The current review suggests that exercise programmes could exert a beneficial impact on IOP. However, there is a scarcity of studies investigating the effects of such interventions on IOP in either glaucoma patients or healthy subjects, thus limiting further discussion. Nevertheless, Yeak et al. [31] pointed out that a regular physical exercise programme, comprising aerobic and strength exercises, significantly lowered IOP in healthy subjects. Along similar lines, aerobic programmes have proven effective in reducing daytime blood pressure values [32]. Moreover, the meta-analysis conducted by Cornelissen et al. [33] suggested that a programme involving resistance exercises and isometric handgrip training could potentially reduce blood pressure. Due to data heterogeneity and unreliability, we could not perform a meta-analysis on the effect of exercise programmes on glaucoma patients, indicating a need for further research in this area.

Across the studies reviewed, a consistent reduction in IOP was reported, independent of the participants’ age or gender. Our findings align with the study by Vera et al. [28], which affirmed that IOP changes were not contingent on the participants’ sex.

In contrast, our findings regarding the effects of exercise intensity on IOP were somewhat unexpected. The meta-analysis suggested that the impact of exercise on lowering IOP was not dependent on the intensity of the exercise performed. This result contradicts previous research stating that to effectively reduce IOP, exercise intensity should exceed 70% of an individual’s maximum oxygen consumption [34].

Elevated IOP is a key risk factor in the onset and progression of glaucoma [4]. Prior studies have identified that sustained muscle contraction can cause an IOP increase [35], whereas relaxation is linked to a decrease [36]. Changes in body position also induce IOP variations [37], such as an elevation in head-down postures [7] or in supine positions as opposed to seated positions [38]. Furthermore, individuals with ocular hypertension may experience significant IOP increases in response to shifts in body position [39]. Therefore, glaucoma patients should avoid exercises that induce an IOP increase, particularly those associated with breath-holding [40]. Despite no adverse effects being detected from exercise interventions in this systematic review, given the potential risks posed by certain exercise types like resistance training [36], or activities such as swimming that encompass factors such as deep respiration, body position, and muscle effort [5], further exploration is necessary to ascertain the safety and appropriateness of different exercise modalities for glaucoma patients.

Interestingly, the advantageous effects of exercise on IOP reduction appeared more pronounced in patients with higher baseline IOP levels.

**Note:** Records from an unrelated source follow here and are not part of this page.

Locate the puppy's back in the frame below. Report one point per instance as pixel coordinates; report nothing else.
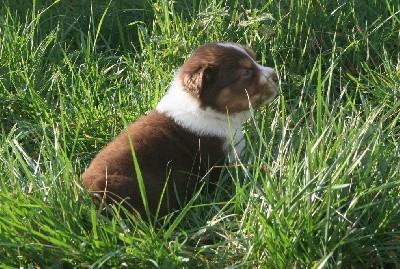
(165, 151)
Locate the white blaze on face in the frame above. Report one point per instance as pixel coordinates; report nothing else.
(265, 71)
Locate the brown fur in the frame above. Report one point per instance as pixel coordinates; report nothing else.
(216, 76)
(164, 150)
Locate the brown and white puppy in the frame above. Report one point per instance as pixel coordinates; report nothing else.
(190, 131)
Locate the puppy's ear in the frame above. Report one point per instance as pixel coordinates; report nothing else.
(199, 80)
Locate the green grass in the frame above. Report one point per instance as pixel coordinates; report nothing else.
(320, 184)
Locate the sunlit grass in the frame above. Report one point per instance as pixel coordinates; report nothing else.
(320, 182)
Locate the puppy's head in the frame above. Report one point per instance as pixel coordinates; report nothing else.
(226, 76)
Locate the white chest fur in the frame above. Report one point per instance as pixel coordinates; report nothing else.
(185, 110)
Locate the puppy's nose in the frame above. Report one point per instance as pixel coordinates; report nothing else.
(274, 77)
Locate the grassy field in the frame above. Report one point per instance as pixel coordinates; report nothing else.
(319, 187)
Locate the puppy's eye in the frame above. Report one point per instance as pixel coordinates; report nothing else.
(247, 72)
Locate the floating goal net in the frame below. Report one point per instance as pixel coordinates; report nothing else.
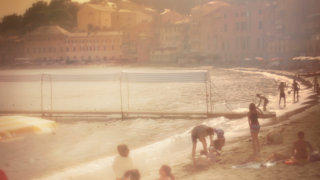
(157, 92)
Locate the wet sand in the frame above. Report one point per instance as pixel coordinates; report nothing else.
(75, 150)
(237, 152)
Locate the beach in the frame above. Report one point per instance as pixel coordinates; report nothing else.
(238, 153)
(84, 149)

While no studies were found to address this phenomenon specifically, a more pronounced resting blood pressure reduction was reported in hypertensive patients compared to normotensive ones post-exercise [41].

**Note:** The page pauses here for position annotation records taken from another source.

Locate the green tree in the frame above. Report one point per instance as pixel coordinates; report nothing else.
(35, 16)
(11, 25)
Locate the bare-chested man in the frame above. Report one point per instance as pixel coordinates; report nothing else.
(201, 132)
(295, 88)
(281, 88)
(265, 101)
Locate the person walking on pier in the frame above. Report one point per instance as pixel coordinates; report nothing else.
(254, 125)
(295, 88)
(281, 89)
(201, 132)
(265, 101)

This review, though innovative in including the highest quality evidence on the effects of physical exercise training programmes on IOP in glaucoma patients, is not without its limitations. Primarily, the meta-analysis could not be performed on studies incorporating an exercise programme due to considerable heterogeneity and a dearth of studies. Additionally, the differences in intensity and duration of activities, as well as the variety of tasks proposed, present challenges in comparing the effect magnitude across interventions. We have also noted that IOP can vary significantly among individuals, with these variations often being more pronounced in patients with glaucoma, adding another layer of complexity to our findings. Lastly, variations in study designs could have contributed to the disparate outcomes. Future research should strive for larger sample sizes, standardised exercise protocols, and longer follow-up periods to yield more reliable conclusions.

In summary, although the evidence remains inconclusive, exercise, particularly aerobic exercise, shows potential in modulating IOP. These practices could serve as complementary therapy in glaucoma patients, potentially reducing glaucoma progression risk. However, the current evidence does not advocate such practices as a substitute for pharmaceutical interventions or other treatment options.